Le taux du Livret A, un calcul mathématique ou un sujet politique ? Une nouvelle fois, les enjeux politiques et économiques l’ont emporté sur la stricte application de la formule de calcul.

Il était attendu à 1% au 1er août. Il restera finalement scotché à 0,75% pour au moins 6 mois supplémentaires, jusqu’au 1er février 2018, sauf cataclysme économique. Pour le maintenir à 0,75%, Banque de France et gouvernement ont dérogé à la formule de calcul, un cas de figure de plus en plus fréquent depuis que la rémunération du Livret A a atteint son plus bas niveau historique, à 0,75%, il y a maintenant 2 ans.

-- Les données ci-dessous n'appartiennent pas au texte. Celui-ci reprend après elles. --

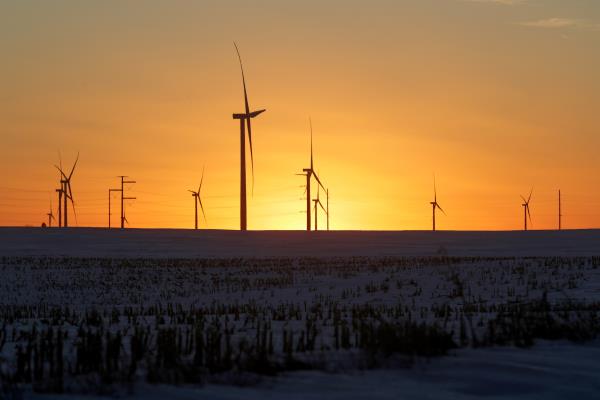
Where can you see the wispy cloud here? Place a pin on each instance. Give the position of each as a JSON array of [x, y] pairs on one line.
[[499, 2], [561, 23]]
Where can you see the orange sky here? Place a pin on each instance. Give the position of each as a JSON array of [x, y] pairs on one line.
[[493, 96]]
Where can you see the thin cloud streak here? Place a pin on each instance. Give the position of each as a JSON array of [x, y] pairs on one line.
[[498, 2], [561, 23]]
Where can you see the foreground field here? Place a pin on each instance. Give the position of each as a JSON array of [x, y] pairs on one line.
[[115, 325]]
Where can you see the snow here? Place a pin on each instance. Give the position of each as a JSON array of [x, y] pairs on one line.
[[550, 370], [159, 275]]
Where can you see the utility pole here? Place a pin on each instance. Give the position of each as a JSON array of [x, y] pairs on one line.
[[109, 198], [327, 192], [559, 212], [308, 172], [59, 191], [123, 198], [65, 213]]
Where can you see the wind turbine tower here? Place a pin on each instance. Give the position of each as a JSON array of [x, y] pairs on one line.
[[198, 200], [526, 212], [67, 192], [123, 198], [309, 173], [50, 216], [245, 119], [559, 212], [435, 204]]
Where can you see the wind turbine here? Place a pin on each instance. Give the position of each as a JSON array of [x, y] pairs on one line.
[[317, 201], [559, 212], [67, 191], [526, 212], [50, 216], [245, 119], [434, 203], [310, 172], [197, 200]]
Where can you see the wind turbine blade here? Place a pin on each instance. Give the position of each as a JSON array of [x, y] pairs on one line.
[[321, 204], [318, 180], [311, 155], [243, 79], [202, 208], [440, 208], [74, 165], [201, 180], [251, 153], [72, 202], [61, 171]]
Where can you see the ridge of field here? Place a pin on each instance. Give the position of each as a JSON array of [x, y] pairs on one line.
[[180, 243]]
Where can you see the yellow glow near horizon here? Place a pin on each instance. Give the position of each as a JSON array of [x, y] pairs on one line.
[[485, 96]]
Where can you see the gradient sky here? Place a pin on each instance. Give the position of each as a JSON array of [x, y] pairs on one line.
[[493, 96]]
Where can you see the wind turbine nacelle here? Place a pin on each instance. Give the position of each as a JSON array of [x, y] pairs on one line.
[[249, 115]]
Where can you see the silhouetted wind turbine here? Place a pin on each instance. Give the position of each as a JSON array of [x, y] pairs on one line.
[[310, 172], [526, 212], [67, 191], [50, 216], [198, 200], [559, 212], [245, 119], [434, 204], [317, 201]]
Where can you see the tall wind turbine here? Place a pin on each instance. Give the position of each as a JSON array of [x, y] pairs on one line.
[[310, 172], [526, 212], [50, 216], [559, 212], [435, 204], [245, 119], [198, 200], [67, 192], [317, 202]]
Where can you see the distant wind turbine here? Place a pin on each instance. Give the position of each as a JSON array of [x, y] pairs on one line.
[[526, 212], [559, 212], [310, 172], [435, 204], [245, 119], [50, 216], [317, 202], [198, 200], [66, 191]]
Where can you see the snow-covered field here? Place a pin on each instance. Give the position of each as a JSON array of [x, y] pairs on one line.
[[215, 314]]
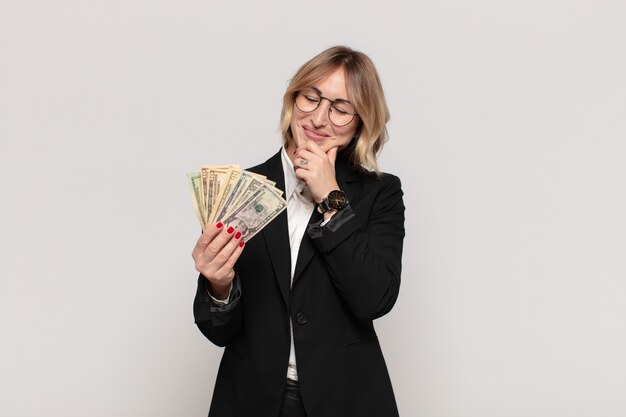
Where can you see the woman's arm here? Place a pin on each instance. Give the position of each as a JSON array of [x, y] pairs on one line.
[[363, 255]]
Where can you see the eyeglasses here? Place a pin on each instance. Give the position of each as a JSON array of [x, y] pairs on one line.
[[340, 111]]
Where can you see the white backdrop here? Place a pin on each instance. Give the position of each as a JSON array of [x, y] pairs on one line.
[[508, 130]]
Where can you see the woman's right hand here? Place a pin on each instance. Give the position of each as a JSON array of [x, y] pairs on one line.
[[215, 254]]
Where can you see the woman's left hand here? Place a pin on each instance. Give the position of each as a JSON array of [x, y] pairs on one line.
[[315, 166]]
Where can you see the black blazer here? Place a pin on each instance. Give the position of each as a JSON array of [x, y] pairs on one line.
[[345, 277]]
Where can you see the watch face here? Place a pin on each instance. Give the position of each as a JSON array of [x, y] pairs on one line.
[[337, 200]]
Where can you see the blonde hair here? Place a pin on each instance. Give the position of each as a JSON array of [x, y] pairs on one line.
[[365, 93]]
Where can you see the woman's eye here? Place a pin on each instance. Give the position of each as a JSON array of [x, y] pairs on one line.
[[340, 110]]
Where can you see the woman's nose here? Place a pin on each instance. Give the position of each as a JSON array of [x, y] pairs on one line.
[[319, 117]]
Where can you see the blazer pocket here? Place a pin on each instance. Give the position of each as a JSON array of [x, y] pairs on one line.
[[360, 341], [236, 353]]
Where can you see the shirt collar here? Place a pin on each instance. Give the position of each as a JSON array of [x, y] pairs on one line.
[[292, 183]]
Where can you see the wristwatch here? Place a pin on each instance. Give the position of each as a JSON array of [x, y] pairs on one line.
[[335, 200]]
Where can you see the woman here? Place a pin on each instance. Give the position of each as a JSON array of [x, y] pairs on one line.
[[294, 306]]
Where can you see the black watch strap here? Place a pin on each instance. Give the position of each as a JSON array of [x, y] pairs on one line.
[[335, 200]]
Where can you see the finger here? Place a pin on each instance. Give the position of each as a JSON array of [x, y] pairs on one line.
[[329, 145], [222, 257], [314, 148], [207, 237], [232, 259], [332, 155], [307, 155], [225, 235]]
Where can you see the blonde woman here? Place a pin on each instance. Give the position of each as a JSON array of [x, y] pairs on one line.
[[295, 306]]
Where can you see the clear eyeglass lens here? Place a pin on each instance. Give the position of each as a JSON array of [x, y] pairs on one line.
[[308, 100], [340, 113]]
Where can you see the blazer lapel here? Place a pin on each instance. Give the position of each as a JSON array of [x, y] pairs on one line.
[[276, 233], [346, 177]]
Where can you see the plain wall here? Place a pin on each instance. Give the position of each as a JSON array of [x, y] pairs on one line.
[[508, 131]]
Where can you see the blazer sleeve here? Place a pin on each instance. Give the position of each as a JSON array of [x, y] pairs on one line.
[[364, 256], [220, 323]]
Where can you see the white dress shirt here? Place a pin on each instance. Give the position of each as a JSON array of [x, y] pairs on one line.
[[299, 209]]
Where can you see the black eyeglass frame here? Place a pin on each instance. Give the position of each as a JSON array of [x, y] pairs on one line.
[[319, 93]]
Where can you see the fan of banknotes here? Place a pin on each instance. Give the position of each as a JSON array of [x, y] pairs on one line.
[[239, 198]]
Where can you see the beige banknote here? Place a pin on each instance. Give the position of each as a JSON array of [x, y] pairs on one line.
[[216, 177], [194, 180], [255, 213]]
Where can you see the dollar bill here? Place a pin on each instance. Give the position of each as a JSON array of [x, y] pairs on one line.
[[255, 213], [246, 185], [194, 180], [216, 177], [229, 182]]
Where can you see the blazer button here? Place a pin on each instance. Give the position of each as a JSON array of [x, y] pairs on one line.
[[301, 318]]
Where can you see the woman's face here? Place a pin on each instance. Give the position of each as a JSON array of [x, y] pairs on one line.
[[316, 126]]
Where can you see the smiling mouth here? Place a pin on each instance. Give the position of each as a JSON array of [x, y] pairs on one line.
[[314, 135]]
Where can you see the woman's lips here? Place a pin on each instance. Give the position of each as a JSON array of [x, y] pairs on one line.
[[313, 134]]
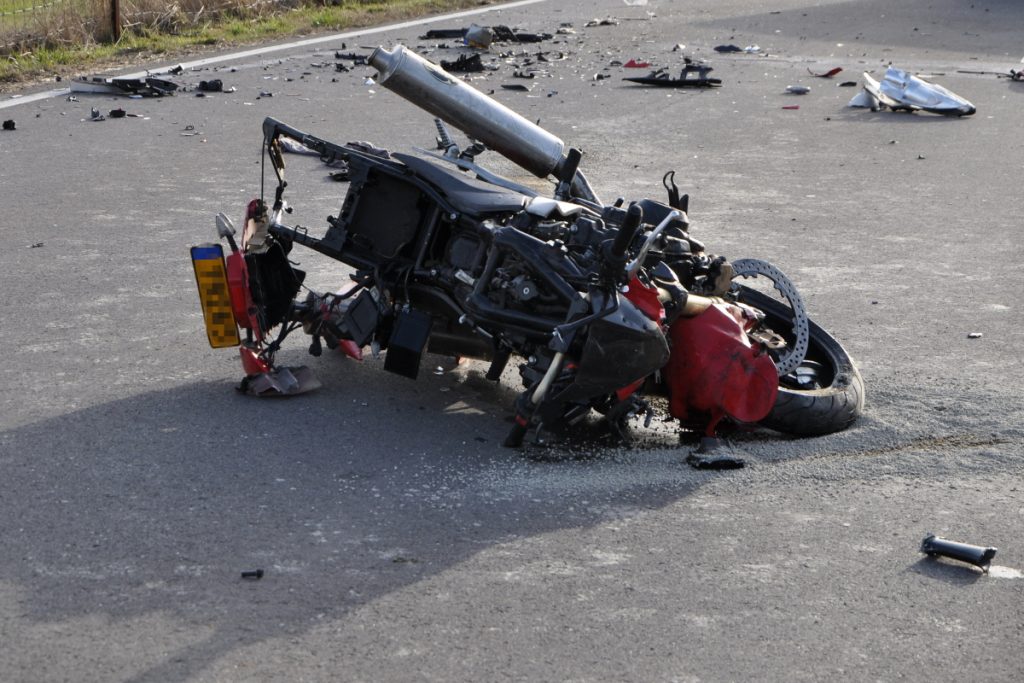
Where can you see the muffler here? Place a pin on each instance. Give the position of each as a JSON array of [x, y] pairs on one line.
[[431, 88]]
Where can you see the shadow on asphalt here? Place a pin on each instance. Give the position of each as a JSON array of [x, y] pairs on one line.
[[156, 504]]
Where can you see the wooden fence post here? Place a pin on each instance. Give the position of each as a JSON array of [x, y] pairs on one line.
[[116, 19]]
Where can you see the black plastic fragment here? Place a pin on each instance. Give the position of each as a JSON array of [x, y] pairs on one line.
[[976, 555], [714, 454], [466, 63]]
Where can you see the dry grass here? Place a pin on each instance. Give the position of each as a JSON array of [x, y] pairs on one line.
[[164, 30]]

En août 2015, déjà, avec une stricte application de la formule de calcul, le taux aurait dû tomber à 0,50%. Mais le gouverneur de la Banque de France et le gouvernement avaient préféré une diminution modérée, à 0,75%. Le même scénario s’est répété en février et août 2016 : en théorie, le rendement aurait dû être abaissé à 0,50% mais Bercy avait arbitré en faveur d’un maintien à 0,75%. Puis, en novembre dernier, le gouvernement a fait évoluer la formule de calcul du taux. Parmi les objectifs alors énoncés par le ministre de l’Economie et des Finances de l’époque, Michel Sapin : « rendre plus prévisible et lisser l’évolution du taux du Livret A ».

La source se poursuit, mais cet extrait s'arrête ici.